ここで孫崇は車の後ろの戸を閉め、前の帳を下ろし趙岐には、次の様に述べています。
孫崇「貴方を見れば餅売りでない事は明らかですし、今は顔色が変わっている。
もしも大きな仇がいるのでなければ、亡命に違いない。
私は北海の孫賓碩だが、一家全部で100人はいる。
さらに、奥座敷には100歳の老母がおり、相談に乗れるし、絶対に裏切る事はない。
私に事実を話して欲しい」
孫崇は趙岐がただモノではないと判断し、救いたいと考えたのでしょう。
当時は宦官が幅を利かせており、名士らは用いられず困窮していた者も多くいました。
それ故に、孫崇は趙岐を放っておく事も出来なかったとも言えます。
趙岐を匿う
趙岐は包み隠さず状況を孫崇に伝えました。
孫崇は趙岐を車に乗せると、子牛を走らせて家に帰り、車を門の前に止めると母親に会い、次の様に述べています。
孫崇「今日は外出し、心を契る友を得まして外におります。
呼び入れて挨拶したいと思います」
孫崇は言い終わると、趙岐を家の中に招き入れ牛を殺し酒をつぎ、心行くまで歓談しました。

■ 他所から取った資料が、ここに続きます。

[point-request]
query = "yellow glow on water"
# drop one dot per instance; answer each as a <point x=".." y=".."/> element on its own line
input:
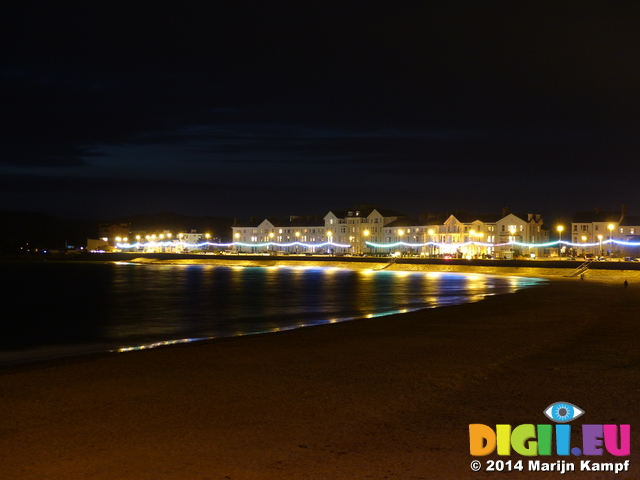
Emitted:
<point x="160" y="344"/>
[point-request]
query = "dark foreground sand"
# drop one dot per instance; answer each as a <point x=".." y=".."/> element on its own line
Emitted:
<point x="389" y="397"/>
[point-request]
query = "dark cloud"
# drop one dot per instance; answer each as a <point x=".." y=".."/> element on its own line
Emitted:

2日ほどすると、孫崇は趙岐を車に乗せて別の田地にある家に落ち着かせ、二重の壁の中で匿う事となります。
孫崇は厳重に趙岐を匿ったわけです。
このまま数年が過ぎると、宦官の唐衡もその弟も亡くなり、趙岐は漸く安全を確保され出身地の郡に帰りました。
孫崇は見事に趙岐を匿ったと言えるでしょう。
運命的な再開
趙岐の方は三公の役所に招聘され、様々な役職を得て郡守、刺史、太僕となり出世しました。

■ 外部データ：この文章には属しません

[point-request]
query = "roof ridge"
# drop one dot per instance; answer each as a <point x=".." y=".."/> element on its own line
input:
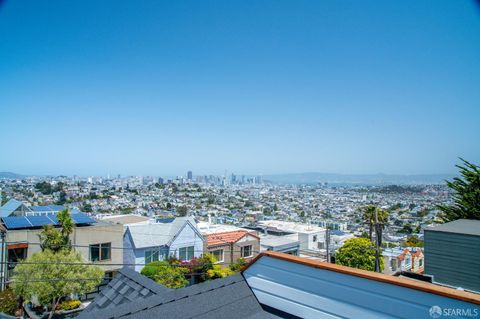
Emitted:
<point x="184" y="296"/>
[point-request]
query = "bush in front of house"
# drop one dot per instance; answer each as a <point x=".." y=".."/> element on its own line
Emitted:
<point x="8" y="302"/>
<point x="70" y="304"/>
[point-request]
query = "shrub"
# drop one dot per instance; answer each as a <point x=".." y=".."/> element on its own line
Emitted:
<point x="8" y="301"/>
<point x="70" y="304"/>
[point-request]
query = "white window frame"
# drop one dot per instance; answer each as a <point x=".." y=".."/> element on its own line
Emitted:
<point x="186" y="253"/>
<point x="152" y="252"/>
<point x="242" y="251"/>
<point x="222" y="254"/>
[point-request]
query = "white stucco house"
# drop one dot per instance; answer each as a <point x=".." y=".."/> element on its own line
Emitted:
<point x="144" y="243"/>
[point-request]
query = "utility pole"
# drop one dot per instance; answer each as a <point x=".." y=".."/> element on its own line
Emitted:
<point x="3" y="263"/>
<point x="377" y="248"/>
<point x="327" y="240"/>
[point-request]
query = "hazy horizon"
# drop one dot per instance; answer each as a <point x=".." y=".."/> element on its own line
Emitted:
<point x="251" y="87"/>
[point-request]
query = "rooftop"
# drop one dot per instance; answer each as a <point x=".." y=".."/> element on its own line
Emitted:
<point x="460" y="226"/>
<point x="127" y="219"/>
<point x="227" y="297"/>
<point x="379" y="277"/>
<point x="227" y="237"/>
<point x="275" y="241"/>
<point x="291" y="226"/>
<point x="127" y="286"/>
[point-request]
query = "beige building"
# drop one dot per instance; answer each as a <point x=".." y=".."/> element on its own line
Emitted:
<point x="99" y="243"/>
<point x="228" y="247"/>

孫崇は東方が飢饉に陥った事で、南方の荊州に移動しました。
194年に献帝は李傕や郭汜が権力を握る長安にいましたが、洛陽に移る事になります。
洛陽は董卓の長安遷都により廃墟となっていましたが、荊州の劉表に趙岐を派遣し、洛陽を復興させる事にしました。
趙岐は使者として荊州に行きますが、ここで劉表の元に身を寄せていた孫崇と再開する事となります。

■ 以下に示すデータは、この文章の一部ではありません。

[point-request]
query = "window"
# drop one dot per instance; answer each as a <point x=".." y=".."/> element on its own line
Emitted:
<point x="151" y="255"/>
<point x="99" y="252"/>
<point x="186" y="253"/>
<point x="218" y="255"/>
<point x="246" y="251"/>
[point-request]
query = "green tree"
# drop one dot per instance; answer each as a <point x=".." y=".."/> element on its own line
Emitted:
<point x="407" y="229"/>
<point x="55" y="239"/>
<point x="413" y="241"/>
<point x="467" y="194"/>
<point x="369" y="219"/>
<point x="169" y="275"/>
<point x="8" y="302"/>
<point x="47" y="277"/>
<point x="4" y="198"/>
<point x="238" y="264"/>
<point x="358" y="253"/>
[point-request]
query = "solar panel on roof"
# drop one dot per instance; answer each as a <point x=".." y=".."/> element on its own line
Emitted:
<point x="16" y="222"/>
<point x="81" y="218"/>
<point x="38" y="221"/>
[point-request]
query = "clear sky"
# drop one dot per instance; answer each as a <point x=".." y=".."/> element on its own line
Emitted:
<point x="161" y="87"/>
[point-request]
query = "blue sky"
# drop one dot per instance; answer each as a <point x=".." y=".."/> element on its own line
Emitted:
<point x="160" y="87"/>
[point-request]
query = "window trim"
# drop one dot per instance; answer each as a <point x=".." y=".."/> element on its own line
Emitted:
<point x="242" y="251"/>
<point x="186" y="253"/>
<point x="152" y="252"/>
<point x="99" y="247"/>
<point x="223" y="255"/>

孫崇と趙岐は再開し、お互いに涙を流し喜んだとあります。
趙岐は一番つらい時期に孫崇に助けられたのであり、特別な感情を持っていたのでしょう。
尚、三輔決録によれば荊州に行った趙岐は宴席で上座から孫崇を見つけ、劉表と共に青州刺史に推挙したとあります。
青州刺史
孫崇は荊州にいましたが、劉表は孫崇を冷遇していました。
劉表はインテリであり、任侠気質の孫崇を好かなかったのかも知れません。
趙岐は劉表を説得し、二人で上表を行い孫崇を青州刺史としました。
趙岐の話を聞いた劉表は孫崇を礼遇する事になります。
趙岐は過去の孫崇に対する恩を恩で返したとも言えるでしょう。
孫崇は荊州を離れましたが、趙岐は荊州に残り、後に曹操から司空として招かれますが、趙岐は辞退し太常となりました。
孫崇の最後
孫崇の最後は何年なのかは不明です。
しかし、魏略の勇侠伝には、次の記述があります。
暫くして孫賓碩が病没すると、趙岐は南方にいたが喪に服した。
趙岐におって孫崇の恩は絶大だったとも言えます。
趙岐は201年に亡くなっており、孫崇はそれよりも前に亡くなった事は確実でしょう。